Maybe they just have a lot of high-value items, so let's see how many invoices over \$1000 they have in our data set.

In [12]:
data.table::setDT(filter(lineItems, Amount > 1000))[, .N, keyby=VendorID]

VendorID,N
1,171
2,7
6,37
7,105
8,101
9,6
11,161
12,7
13,11
14,157


That's strange.  They have no invoices over \$1000.  How about ones which are just under \$1000?  Here we will focus specifically on vendor 5 and look at amounts greater than \$995.

In [13]:
data.table::setDT(filter(lineItems, VendorID == 5 & Amount > 995))[, .N, keyby=Amount]

Amount,N
996.06,1
997.25,1
997.43,1
999.29,1
999.99,411


415 invoices all happen to be within \$5 of our two-signer cutoff?  And 411 of those happen to be one penny short?  The circumstantial evidence is starting to add up.  We don't have anything yet but this is looking very suspicious.

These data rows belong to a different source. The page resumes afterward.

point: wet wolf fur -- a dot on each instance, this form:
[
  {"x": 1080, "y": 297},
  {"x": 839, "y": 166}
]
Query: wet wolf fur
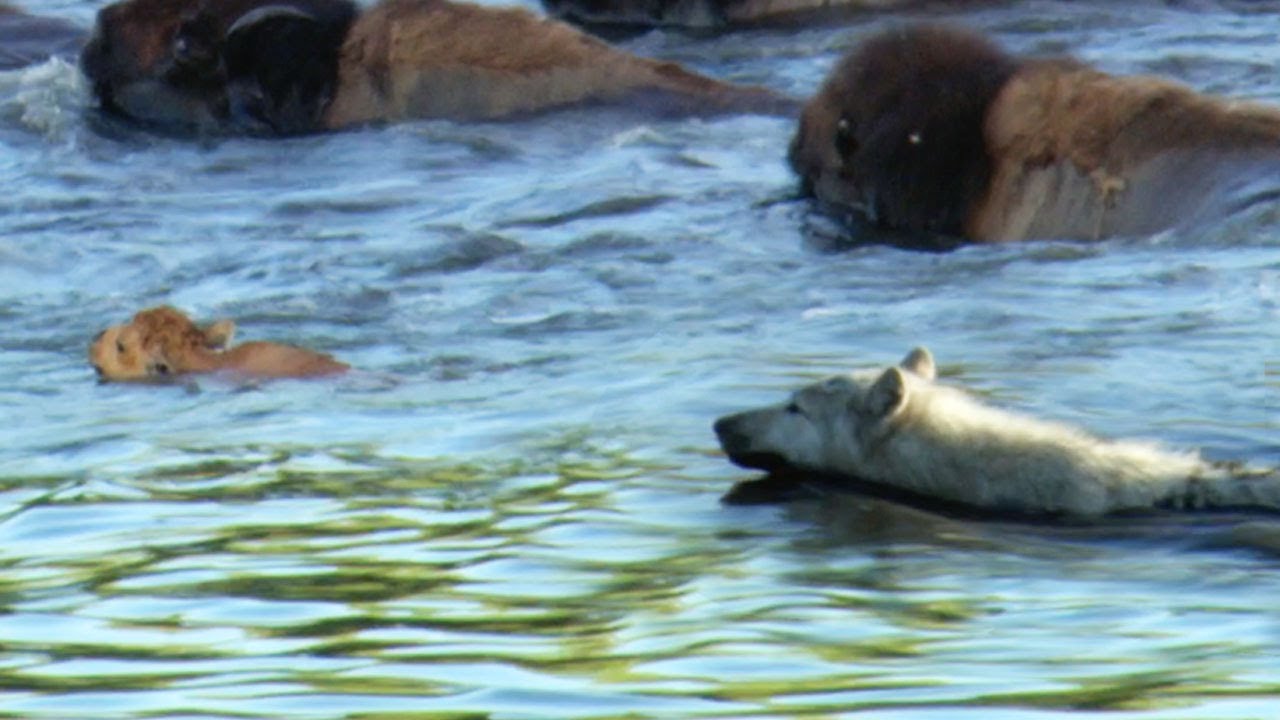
[
  {"x": 901, "y": 431},
  {"x": 936, "y": 130}
]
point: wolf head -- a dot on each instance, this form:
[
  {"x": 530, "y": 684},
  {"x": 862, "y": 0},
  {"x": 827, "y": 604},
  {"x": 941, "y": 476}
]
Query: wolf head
[{"x": 832, "y": 424}]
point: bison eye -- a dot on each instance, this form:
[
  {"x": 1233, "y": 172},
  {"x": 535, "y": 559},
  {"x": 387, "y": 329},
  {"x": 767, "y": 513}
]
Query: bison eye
[{"x": 845, "y": 142}]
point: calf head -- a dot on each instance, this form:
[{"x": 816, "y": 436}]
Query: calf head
[{"x": 155, "y": 345}]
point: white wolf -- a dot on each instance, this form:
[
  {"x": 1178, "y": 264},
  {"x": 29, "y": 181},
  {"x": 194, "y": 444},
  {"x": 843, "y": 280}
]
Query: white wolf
[{"x": 899, "y": 429}]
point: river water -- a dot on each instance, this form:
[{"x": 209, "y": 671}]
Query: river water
[{"x": 512, "y": 509}]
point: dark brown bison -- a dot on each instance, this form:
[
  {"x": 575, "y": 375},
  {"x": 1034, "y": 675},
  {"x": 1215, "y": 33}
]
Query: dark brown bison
[
  {"x": 935, "y": 130},
  {"x": 26, "y": 40},
  {"x": 305, "y": 65}
]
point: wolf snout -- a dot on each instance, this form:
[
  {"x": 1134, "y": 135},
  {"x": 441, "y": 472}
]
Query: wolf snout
[{"x": 730, "y": 434}]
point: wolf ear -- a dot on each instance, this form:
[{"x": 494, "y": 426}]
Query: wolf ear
[
  {"x": 920, "y": 361},
  {"x": 219, "y": 335},
  {"x": 887, "y": 395}
]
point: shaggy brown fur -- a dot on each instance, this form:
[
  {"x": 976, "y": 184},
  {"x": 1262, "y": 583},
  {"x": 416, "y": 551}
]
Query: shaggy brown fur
[
  {"x": 161, "y": 342},
  {"x": 937, "y": 130},
  {"x": 440, "y": 59},
  {"x": 400, "y": 59},
  {"x": 615, "y": 16}
]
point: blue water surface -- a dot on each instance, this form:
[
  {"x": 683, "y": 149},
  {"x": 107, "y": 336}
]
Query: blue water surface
[{"x": 511, "y": 509}]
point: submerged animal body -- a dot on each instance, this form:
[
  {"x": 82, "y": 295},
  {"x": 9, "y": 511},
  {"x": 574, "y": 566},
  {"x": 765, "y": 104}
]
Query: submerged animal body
[
  {"x": 27, "y": 40},
  {"x": 723, "y": 14},
  {"x": 307, "y": 65},
  {"x": 163, "y": 342},
  {"x": 899, "y": 429},
  {"x": 936, "y": 130}
]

Now let's pivot and look at high-value invoices by employee.

In [14]:
data.table::setDT(highValueInvoices)[, .N, keyby=EmployeeID]

EmployeeID,N
1,42
2,37
3,35
4,146
5,38
6,46
7,36
8,155
9,51
10,184


All twelve of our employees have dealt with high-value invoices.  Let's see what it looks like when we filter on the suspicious vendor.

In [15]:
data.table::setDT(filter(lineItems, VendorID == 5 & Amount > 995))[, .N, keyby=EmployeeID]

EmployeeID,N
4,80
8,104
10,123
12,108


Only four employees handled those invoices for vendor 5.  But maybe the agency has people focus on certain sets of vendors.  Let's limit ourselves to the year 2018 and see how many invoices for vendor 5 each employee has handled.

In [16]:
data.table::setDT(filter(lineItems, VendorID == 5 & year(LineItemDate) == 2018))[, .N, keyby=EmployeeID]

EmployeeID,N
1,24
2,22
3,21
4,610
5,25
6,21
7,26
8,666
9,19
10,667


All 12 have handled invoices.  8 of the 12 have taken a couple dozen but our final four have over 600 apiece.  That's averaging 2 invoices per employee per day.  That's a lot of invoices!